Esther started at the bluntness, but nodded. “One mother. Babies, yes, a few . . . Sometimes they are just too small. Sometimes they are born too early and never breathe. That’s happened to me a few times.”

“Once too often?” The blue eyes warmed a fraction.

Esther hesitated over the absolute truth. “I decided I’d rather teach those children who survive than risk working with those who don’t.”

“I lost a few early on.” Mrs. Tolliver returned to stirring the porridge. “Makes me love those who live all the more.”

She’d lost a few infants. The poor woman.

A groan and a thud sounded from above. Mrs. Tolliver jumped and headed for the door. “Not that she’ll let me do anything for her.”

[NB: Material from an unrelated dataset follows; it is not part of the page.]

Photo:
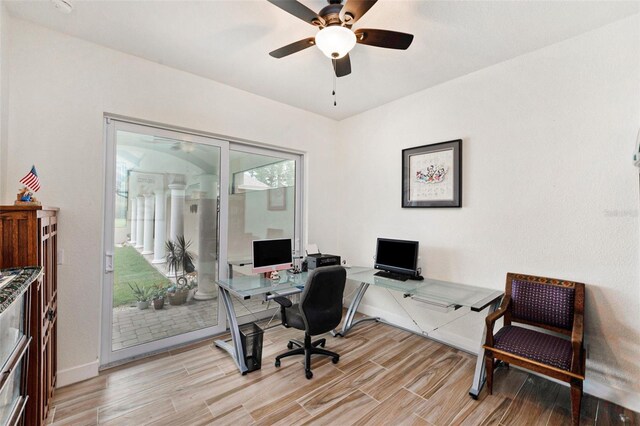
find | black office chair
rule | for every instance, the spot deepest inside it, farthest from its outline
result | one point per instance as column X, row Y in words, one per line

“May I?” Esther whipped off her apron and strode toward the back door. “I have some ginger. If you can get her to drink tea, it should help.”

She wasn’t still practicing midwifery if she gave the other woman a ginger tea to settle her stomach. If Bethann lost more weight, she would die. It happened.

“I’ll get her to drink it and tell me who the father is too.” Lips pressed together so hard they all but disappeared, Mrs. Tolliver stalked from the room.

Esther raced for her cabin and her precious store of ginger. She didn’t know how she would replenish her supplies. But the mountains surely yielded many herbs she could use. And she had brought her copy of
Gerard’s Herbal
. It might help, even if it was written by a British man who didn’t know about many plants growing in North America. Surely some were the same, or local women would know what worked on what.

But what was she thinking? Those were a healer’s thoughts. She. Was. Not. A. Healer. God had taken that from her as certainly as Alfred Oglevie had taken her innocence from her because no one said no to him and got away with it.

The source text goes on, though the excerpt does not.